# Luther...BBC America...



## billc (Aug 26, 2012)

I just started watching "Luther" on netflix after reading an article about a possible spinoff for one of the characters at the site screenrant.  It's a pretty good crime drama about detective who was suspended for possibly injuring a suspect ( actually, no spoiler since you see it in the beginning of the first episode, he lets the guy drop from several stories up) and follows him as he solves cases.  The interesting part is watching a cop show where the cops are not carrying firearms.  I'm curious, do all detectives in Britain not carry firearms?  It was weird because during the first case another detective has to explain to Luther about a 9mm pistol.  Anyway, it is a good show.  I also watched part of the first episode of "Copper," another BBC America show about a police officer in 1864 New York.  It seems pretty good, but the subject matter was a bit rough.  

The character in Luther they want to spin off is a Dexter like character.  She seems much like dexter, but without his code.  We'll see as the first season progresses.


----------



## WC_lun (Aug 26, 2012)

Late 1800's police work in New York was a pretty rough bussiness.  I haven't seen the show, but the commercials piqued my insterest.  There were no clear cut lines between criminal and cop, but it is in that era when things begain to change for the better in police procedures, with such things as mug shots and finger printing coming into its own.

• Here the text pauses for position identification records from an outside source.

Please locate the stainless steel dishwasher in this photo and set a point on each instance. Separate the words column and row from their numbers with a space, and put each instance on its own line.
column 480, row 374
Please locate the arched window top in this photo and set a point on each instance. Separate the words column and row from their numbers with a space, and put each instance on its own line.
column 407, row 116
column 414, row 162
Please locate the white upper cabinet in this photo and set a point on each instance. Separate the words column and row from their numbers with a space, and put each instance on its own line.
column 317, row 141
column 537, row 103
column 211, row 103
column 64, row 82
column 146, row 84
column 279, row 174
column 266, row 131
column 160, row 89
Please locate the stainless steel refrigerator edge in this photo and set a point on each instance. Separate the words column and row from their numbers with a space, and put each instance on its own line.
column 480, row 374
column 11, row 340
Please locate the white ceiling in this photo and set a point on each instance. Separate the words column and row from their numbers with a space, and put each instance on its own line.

At the same time, a little forcable coercion was not above many officers bag of go to tricks.  Confusing, but interesting time.  I wonder if they production will be able to bring that out through the character development and story?


----------



## billc (Aug 27, 2012)

If you don't want anything from the first episode spoiled don't read further...




To your points, the first encounter with Detective Corcoran, and his two partners is when they arrest...some bank robbers.  They begin the arrest by shooting the robbers, without warning, and then go through the money bags before handing them off to a superior.   They also are not shy about the use of force when they interrogate suspects.  It wasn't bad, the subject matter of underage girls was rough, though I am sure accurate to the time.


----------